On Mon, May 4, 2020 at 11:06 AM Tomas Tomecek ttomecek@redhat.com wrote:
Let’s talk about dist-git, as a place where we work. For us, packagers, it’s a well-known place. Yet for newcomers, it may take a while to learn all the details. Even though we operate with projects in a dist-git repository, the layout doesn’t resemble the respective upstream project.
There is a multitude of tasks we tend to perform in a dist-git repo:
- Bumping a release field for sake of a rebuild.
- Updating to the latest upstream release.
- Resolving CVEs.
- Fixing bugs by…
- Changing a spec file.
- Pulling a commit from upstream.
- Or even backporting a commit.
- And more...
For some tasks, the workflow is just fine and pretty straightforward. But for the other, it’s very gruesome - the moment you need to touch patch files, the horror comes in. The fact that we operate with patch files, in a git repository, is just mind-boggling to me.
Luckily, we have tooling which supports the repository layout - `fedpkg prep`, `srpm` or `mockbuild` are such handy commands - you can easily inspect the source tree or make sure your local change builds.
Where am I getting with this?
Over the years there have been multiple tools created to improve the development experience: rdopkg [r], rpkg-util [ru], tito [t] and probably much much more (e.g. the way Fedora kernel developers work on kernel [k]).
In the packit project, we work in source-git repositories. These are pretty much upstream repositories combined with Fedora downstream packaging files. An example: I recently added a project called nyancat [n] to Fedora.
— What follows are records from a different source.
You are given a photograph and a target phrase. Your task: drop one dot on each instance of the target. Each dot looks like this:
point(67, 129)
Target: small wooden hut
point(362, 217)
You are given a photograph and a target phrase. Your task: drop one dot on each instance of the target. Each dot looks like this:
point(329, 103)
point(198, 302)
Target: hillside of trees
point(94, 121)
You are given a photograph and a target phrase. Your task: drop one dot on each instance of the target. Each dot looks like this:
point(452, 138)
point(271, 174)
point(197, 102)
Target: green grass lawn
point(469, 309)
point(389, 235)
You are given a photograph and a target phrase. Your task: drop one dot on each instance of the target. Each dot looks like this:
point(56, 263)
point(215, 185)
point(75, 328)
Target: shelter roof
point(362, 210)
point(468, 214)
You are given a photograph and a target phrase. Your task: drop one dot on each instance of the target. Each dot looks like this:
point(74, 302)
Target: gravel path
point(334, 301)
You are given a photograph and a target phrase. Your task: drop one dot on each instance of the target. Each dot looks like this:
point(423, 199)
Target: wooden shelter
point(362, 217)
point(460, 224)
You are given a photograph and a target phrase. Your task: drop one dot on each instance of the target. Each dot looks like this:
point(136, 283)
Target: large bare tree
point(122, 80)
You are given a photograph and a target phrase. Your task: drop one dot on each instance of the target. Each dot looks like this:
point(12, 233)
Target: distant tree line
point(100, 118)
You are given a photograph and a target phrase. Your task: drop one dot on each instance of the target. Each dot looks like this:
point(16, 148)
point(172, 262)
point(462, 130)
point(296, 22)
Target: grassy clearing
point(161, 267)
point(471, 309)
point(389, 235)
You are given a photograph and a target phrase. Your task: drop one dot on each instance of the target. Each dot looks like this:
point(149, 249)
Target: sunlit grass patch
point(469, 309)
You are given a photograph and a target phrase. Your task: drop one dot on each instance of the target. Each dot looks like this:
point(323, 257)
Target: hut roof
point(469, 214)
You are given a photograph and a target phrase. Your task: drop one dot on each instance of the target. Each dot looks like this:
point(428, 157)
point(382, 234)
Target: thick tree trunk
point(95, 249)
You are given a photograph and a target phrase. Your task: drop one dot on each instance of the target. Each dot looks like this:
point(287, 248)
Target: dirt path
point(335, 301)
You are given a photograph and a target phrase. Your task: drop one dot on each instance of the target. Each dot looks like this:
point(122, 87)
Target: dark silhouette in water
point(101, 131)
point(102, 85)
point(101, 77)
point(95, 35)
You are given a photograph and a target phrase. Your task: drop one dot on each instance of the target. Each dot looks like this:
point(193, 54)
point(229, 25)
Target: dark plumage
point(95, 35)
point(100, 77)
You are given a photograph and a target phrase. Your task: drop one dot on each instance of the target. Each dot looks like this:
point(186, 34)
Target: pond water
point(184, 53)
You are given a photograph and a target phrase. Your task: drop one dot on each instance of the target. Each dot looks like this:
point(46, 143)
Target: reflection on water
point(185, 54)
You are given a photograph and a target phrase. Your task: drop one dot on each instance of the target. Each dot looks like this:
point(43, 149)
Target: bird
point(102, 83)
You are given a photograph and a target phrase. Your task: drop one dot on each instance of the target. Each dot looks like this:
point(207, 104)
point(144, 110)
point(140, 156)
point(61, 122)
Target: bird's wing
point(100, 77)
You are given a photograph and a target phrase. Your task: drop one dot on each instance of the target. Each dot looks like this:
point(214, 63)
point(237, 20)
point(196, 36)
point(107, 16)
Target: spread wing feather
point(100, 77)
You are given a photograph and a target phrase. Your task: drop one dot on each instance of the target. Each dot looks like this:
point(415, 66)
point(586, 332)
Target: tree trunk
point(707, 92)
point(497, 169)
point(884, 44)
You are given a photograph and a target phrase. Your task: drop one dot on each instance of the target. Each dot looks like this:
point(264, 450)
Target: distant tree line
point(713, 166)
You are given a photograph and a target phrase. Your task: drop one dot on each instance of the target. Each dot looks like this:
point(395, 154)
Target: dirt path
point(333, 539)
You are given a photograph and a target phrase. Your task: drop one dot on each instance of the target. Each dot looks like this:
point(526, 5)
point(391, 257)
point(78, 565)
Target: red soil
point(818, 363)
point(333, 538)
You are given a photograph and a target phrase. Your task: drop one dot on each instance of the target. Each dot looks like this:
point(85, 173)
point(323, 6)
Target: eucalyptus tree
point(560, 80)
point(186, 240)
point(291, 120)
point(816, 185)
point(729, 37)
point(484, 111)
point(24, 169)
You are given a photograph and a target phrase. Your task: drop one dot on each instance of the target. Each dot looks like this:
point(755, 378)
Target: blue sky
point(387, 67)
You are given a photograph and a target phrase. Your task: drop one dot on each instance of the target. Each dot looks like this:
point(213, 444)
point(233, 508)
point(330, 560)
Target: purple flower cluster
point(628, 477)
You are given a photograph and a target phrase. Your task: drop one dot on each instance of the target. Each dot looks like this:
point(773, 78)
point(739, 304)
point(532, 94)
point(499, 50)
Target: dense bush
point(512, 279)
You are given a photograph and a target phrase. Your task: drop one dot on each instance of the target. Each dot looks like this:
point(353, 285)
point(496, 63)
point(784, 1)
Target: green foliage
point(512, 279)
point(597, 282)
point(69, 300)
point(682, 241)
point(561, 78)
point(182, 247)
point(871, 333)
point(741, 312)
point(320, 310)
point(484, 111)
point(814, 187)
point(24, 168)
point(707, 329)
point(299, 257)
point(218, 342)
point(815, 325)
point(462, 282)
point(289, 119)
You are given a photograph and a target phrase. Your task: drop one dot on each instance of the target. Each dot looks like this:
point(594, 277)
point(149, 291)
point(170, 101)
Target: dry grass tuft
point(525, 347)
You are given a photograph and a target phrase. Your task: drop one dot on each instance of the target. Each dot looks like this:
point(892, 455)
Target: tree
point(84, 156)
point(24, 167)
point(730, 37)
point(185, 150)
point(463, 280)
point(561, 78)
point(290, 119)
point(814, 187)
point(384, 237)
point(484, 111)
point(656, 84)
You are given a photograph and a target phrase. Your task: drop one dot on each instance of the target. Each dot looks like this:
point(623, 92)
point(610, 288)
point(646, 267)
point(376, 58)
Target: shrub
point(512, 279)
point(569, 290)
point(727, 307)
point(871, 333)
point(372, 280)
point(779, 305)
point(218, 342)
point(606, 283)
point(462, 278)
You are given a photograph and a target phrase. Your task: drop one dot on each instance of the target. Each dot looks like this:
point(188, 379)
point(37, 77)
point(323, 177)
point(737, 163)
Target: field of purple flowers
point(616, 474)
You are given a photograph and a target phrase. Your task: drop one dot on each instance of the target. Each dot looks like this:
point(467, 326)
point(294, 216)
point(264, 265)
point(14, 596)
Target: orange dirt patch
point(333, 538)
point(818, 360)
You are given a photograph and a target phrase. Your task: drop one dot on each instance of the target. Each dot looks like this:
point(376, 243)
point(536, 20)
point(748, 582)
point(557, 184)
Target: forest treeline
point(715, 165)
I have worked [w] on packaging the project in the GitHub repo and then just pushed the changes to dist-git using packit tooling. These source-git repositories can live anywhere: we have support for GitHub right now and are working on supporting pagure.
Would there be an interest within the community, as opt-in, to have such source-git repositories created for respective dist-git repositories? The idea is that you would work in the source-git repo and then let packit handle synchronization with a respective dist-git repo. Our aim is to provide the contribution experience you have in GitHub when working on your packages. Dist-git would still be the authoritative source and a place where official builds are done - the source-git repo would work as a way to collaborate. We also don’t have plans right now to integrate packit into fedpkg.
The main reason I am sending this is to gather feedback from all of you whether there is an interest in such a workflow. We don’t have concrete plans for Fedora right now but based on your feedback we could.
Hello Tomas,
I have a fair bit of experience with operating in both so-called "source-git" and "dist-git" workflows. I've known them by the names of "merged-source" and "split-source" trees respectively, so forgive me if I use that terminology, since it makes conveying the point a bit easier.
In the merged-source world, the packaging is an aspect of managing the software codebase. This is common in Debian and ALT Linux, where the standard practice with their tooling is to fork the codebase and integrate the packaging files into the tree. Changes then are managed as part of evolving the sources, and packaging is mainly touched when preparing to push to build. And for $DAYJOB, I've implemented this model for software that $DAYJOB makes (we use the split-source model for stuff we didn't write).
Obviously, you understand the advantages of this approach (managing patches is easier as Git commits, you have access to rebase and merge logic for code, etc.). However, in my experience seeing these in use at a large scale, the major downside is that it inhibits the need to work with the software developers of the project to contribute improvements. Sometimes this is unavoidable (the RHEL ipa, kernel, rpm, samba, and systemd packages come to mind here), but most of the time, I don't see these large fork trees being necessary in RHEL or Fedora. In general, where I've seen this implemented on a distro-wide scale, the contribution levels from the distribution drop by a large margin. There is also the added issue of it becoming a lot more difficult to sort through the differences between upstream and downstream changes. They all look the same in the merged-source model, which makes it hard for others to discover Fedora-only changes and potentially help to bring those changes upstream.
In the split-source model, it is very clear what changes are downstream in Fedora only. The downstream changes are all patches, and moving to new versions often requires dealing with that patch set, evaluating what is still needed and doing the required technical work to support moving forward. This minor wrinkle is often enough to get packagers to get in touch with upstream projects and communicate with them. Most people need that tiny bit of extra friction to be pushed to contribute upstream, especially some of those who work on Fedora because they have to, not because they want to. It's also easy to tell at a glance whether a package is "messy" or not, because you can easily tell how much downstream work is required to make it suitable for Fedora. At least from my perspective, the patch load is a factor in judging how difficult a package is to maintain. The split-source model ultimately makes it clear who is responsible for behavioral changes to a package. If it's the result of a downstream patch, it is our fault. If it isn't, it's upstream's. The merged-source model makes this determination much harder. Not impossible, but harder.
Am I completely against the idea of optionally offering merged-source trees for packaging in Fedora? No. But merged-source requires a lot more discipline than split-source, and I'd like for us to figure out technical and social solutions for encouraging that we clearly identify upstream/downstream changes in merged-source package trees and provide a means to encourage people to continue to stay close to upstream projects[1] as part of using a merged-source/source-git model.
There is also that any source-git/merged-source model would require forking into Fedora's server (src.fedoraproject.org) in a new namespace (sources) and have the same restrictions that the split-source/dist-git model has (no rebasing, no branch deletion, no tag updating, etc.). Not doing so would cause major problems in terms of reproducible builds, but this also makes working with the source tree a lot more painful. Perhaps if we never directly built from it and exported released sources as tarballs, then it wouldn't be necessary, but those are details to figure out if we move forward with this idea.
[1]: https://fedoraproject.org/wiki/Staying_close_to_upstream_projects
-- 真実はいつも一つ!/ Always, there's only one truth!